To download the objaverse dataset, you can use my Objaverse-downloader , instead of downloading the entire 8.9TB dataset which includes like 220MB mesh models, you can filter by size instead with Objaverse-downloader. Using 40kb (around 400 faces) as the max limit you can get 37k models If i recall correct, this results in 13.5k models with faces under 250.

I implemented the load_objverse function in my MeshGPT_demo notebook, for the labels it loads the metadata that was exported in Objverse_downloader. The labels in objverse is pretty bad but at least it might give the transformer some kind of hint or guide.
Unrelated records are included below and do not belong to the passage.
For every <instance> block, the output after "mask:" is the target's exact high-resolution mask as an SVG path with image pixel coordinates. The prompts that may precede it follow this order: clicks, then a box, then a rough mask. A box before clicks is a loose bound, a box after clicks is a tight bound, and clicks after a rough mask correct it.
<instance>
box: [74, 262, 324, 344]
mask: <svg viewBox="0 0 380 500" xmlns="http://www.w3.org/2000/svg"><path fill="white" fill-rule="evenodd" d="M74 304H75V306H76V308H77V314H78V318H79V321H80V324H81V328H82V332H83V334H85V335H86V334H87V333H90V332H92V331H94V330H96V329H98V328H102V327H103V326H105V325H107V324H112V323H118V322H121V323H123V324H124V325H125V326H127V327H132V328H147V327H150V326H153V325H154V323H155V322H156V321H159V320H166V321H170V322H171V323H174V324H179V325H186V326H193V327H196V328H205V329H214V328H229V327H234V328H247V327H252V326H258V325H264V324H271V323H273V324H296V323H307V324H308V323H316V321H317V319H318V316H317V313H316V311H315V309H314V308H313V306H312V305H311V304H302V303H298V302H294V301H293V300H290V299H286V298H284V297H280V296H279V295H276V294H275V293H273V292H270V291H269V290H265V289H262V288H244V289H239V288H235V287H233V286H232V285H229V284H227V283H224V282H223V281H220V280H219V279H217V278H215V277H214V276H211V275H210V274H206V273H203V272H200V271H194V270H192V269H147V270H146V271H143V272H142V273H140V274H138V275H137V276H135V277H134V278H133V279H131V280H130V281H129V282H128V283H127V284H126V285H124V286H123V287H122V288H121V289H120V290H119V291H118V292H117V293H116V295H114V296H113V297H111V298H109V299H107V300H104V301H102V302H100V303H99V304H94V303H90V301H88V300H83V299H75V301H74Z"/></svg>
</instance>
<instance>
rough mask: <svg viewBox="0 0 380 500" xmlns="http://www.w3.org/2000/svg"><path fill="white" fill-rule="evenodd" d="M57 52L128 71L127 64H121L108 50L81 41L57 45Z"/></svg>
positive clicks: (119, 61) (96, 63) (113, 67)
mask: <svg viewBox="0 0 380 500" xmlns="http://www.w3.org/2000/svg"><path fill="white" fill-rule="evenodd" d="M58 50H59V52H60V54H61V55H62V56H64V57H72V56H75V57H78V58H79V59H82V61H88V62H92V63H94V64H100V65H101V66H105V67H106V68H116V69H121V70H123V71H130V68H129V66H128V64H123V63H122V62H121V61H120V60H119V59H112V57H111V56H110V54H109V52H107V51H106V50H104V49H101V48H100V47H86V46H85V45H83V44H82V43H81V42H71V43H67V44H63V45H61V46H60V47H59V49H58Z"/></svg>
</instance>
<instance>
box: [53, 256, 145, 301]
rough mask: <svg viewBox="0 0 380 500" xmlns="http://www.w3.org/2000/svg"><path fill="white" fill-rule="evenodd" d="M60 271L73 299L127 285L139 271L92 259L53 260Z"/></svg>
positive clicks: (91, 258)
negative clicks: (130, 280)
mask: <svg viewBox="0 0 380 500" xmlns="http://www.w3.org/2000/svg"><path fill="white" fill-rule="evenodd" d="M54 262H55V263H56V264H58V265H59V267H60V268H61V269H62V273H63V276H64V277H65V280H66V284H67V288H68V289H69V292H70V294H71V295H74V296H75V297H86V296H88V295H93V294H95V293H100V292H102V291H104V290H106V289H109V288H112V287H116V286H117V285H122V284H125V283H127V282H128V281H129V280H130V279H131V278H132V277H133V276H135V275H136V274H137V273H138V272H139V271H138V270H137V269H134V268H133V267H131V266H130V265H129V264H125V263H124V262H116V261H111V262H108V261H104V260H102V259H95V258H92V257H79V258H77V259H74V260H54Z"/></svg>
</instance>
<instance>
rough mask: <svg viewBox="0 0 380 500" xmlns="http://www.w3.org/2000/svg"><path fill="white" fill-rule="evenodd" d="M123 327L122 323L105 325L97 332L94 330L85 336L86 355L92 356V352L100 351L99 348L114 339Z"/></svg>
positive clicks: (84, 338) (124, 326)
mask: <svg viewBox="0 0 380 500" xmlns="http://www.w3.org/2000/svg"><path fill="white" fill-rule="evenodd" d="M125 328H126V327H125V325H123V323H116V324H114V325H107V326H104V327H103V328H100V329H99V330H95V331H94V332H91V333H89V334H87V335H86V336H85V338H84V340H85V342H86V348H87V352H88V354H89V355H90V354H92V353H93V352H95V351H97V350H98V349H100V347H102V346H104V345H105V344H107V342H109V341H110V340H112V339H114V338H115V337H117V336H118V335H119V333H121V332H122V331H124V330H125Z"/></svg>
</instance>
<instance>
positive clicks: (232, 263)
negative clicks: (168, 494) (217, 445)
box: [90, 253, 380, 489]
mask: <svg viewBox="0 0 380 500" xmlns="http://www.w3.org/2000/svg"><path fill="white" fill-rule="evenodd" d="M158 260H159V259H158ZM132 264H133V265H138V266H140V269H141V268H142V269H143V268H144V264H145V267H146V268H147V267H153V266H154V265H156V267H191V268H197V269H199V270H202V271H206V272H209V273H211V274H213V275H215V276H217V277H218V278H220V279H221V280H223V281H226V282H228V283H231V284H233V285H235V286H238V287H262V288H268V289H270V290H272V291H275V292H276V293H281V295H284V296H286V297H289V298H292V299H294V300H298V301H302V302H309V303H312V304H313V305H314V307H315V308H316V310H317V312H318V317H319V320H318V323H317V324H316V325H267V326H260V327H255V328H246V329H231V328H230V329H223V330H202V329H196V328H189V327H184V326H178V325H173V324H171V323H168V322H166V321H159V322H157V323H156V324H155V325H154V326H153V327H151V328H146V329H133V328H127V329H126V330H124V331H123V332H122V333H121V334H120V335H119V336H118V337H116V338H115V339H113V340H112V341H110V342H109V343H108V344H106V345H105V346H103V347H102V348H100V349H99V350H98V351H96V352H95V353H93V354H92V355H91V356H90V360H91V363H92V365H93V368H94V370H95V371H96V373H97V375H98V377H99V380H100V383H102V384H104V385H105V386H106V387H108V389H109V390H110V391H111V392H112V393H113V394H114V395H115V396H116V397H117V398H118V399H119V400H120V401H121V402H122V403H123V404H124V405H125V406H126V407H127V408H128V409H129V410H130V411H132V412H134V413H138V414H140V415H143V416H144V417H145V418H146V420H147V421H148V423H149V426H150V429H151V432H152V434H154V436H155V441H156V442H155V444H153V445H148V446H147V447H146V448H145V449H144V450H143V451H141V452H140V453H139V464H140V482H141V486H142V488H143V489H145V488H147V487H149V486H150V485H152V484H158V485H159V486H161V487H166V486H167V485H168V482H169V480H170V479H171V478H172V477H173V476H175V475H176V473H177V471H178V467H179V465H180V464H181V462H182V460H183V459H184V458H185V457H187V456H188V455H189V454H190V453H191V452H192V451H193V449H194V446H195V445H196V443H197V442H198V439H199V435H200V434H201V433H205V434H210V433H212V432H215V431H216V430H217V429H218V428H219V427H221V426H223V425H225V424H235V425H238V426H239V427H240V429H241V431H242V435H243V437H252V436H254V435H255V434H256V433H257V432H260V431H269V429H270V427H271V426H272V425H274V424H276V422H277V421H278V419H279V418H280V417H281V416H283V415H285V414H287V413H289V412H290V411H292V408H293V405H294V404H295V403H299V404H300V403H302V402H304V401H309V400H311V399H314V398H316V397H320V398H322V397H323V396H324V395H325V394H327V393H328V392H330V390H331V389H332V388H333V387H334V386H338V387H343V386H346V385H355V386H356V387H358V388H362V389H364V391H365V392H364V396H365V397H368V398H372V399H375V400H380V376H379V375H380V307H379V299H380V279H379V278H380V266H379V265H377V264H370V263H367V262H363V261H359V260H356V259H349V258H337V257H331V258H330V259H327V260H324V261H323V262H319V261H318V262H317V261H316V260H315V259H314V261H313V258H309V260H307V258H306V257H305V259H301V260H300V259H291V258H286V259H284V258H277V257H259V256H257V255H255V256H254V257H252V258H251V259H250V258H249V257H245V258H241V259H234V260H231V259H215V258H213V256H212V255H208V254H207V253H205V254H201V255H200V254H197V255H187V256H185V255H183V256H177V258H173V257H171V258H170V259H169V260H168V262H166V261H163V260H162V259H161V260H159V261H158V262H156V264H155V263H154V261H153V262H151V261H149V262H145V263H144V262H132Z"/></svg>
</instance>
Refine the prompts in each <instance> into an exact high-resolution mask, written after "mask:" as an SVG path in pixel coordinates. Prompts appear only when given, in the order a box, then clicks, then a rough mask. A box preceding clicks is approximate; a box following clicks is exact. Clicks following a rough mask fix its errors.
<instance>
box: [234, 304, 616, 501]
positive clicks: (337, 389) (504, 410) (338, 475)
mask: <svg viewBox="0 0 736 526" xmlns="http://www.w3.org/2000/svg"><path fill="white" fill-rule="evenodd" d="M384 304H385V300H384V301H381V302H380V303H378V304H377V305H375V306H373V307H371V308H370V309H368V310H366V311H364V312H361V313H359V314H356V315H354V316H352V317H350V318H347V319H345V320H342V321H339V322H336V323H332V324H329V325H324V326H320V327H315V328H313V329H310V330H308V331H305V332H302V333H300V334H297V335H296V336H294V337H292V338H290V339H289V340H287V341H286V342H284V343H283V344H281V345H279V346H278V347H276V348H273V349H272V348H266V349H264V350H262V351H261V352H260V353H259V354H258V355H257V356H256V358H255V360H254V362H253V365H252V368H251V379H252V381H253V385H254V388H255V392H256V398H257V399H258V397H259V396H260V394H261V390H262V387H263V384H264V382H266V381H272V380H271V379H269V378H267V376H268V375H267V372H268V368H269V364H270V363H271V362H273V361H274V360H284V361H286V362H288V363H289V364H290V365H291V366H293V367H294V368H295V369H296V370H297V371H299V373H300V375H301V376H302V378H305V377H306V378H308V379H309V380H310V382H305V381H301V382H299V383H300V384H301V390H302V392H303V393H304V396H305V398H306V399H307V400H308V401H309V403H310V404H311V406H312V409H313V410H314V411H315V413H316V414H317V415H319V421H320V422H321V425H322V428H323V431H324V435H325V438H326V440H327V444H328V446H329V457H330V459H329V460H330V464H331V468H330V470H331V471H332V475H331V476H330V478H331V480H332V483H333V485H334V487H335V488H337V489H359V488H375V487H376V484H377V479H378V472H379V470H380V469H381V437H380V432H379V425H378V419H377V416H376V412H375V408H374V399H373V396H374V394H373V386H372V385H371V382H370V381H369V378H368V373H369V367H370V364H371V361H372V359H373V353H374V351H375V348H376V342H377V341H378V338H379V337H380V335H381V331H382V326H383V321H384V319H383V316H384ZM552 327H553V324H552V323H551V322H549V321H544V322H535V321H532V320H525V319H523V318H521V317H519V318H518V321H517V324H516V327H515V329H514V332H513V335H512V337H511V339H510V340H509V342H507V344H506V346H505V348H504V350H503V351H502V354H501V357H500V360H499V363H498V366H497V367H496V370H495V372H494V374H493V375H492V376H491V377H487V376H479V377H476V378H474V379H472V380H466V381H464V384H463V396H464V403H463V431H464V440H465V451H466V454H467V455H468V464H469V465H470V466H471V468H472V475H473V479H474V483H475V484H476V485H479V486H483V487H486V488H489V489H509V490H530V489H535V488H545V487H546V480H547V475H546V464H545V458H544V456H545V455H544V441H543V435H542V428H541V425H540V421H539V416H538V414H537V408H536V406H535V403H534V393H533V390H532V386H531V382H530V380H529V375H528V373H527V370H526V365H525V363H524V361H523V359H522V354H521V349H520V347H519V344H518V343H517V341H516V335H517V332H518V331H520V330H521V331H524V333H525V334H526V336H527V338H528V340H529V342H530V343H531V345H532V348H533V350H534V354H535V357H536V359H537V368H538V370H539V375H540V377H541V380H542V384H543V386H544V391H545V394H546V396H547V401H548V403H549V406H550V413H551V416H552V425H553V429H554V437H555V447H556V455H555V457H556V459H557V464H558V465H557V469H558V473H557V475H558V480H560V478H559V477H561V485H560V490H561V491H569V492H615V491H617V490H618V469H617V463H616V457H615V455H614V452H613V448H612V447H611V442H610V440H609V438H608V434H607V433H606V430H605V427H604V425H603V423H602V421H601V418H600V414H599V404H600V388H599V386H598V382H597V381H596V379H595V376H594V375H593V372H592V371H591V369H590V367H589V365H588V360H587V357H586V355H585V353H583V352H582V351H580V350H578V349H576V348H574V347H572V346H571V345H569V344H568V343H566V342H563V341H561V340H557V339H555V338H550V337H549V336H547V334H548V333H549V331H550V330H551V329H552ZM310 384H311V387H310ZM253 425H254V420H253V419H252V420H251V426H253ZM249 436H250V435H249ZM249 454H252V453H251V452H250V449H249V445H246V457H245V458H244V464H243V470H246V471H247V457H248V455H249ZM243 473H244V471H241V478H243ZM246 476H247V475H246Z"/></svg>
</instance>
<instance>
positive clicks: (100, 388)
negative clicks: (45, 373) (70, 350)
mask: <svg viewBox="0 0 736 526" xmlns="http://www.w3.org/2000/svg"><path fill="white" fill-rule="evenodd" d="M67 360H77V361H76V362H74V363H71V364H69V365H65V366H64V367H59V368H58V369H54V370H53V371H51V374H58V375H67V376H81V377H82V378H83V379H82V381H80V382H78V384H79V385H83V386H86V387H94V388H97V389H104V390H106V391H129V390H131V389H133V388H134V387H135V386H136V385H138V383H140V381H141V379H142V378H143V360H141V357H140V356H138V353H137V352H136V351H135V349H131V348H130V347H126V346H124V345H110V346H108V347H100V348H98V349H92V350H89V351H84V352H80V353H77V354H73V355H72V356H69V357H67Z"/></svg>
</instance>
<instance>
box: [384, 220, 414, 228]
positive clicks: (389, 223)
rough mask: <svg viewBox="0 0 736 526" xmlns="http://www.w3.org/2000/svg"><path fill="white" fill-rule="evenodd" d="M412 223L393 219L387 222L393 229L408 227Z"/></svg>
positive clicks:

def load_objverse(directory, variations ):
    obj_datas = []     
    id_info = {}   
    with open('./objaverse/metadata.json' , 'r') as f:
        id_info = json.load(f) 

A little tip for the autoencoder; the attention layer actually makes the training faster when dealing with loads of data, so try setting them to about 4 and 8 as per below. I reached to about 0.6 loss after 5 epochs (@ 2hr per epoch) @ 14k models dataset. Without the attention layers it took about 20hrs+.

num_layers = 23 
autoencoder = MeshAutoencoder(     
        decoder_dims_through_depth =  (128,) * 3 + (192,) * 4 + (256,) * num_layers + (384,) * 3,   
        dim_codebook = 192, 
        codebook_size = 16384, 
        dim_area_embed = 16,
        dim_coor_embed = 16, 
        dim_normal_embed = 16,
        dim_angle_embed = 8,

        attn_decoder_depth  = 4,
        attn_encoder_depth = 8
).to("cuda")    
adeerkhan commented 5 months ago

I noticed that you updated the repo with proper dataset links and elaborated the Readme file. I am going to try this weekend and start a training process. I'll let you know what results I gain. Much Thanks!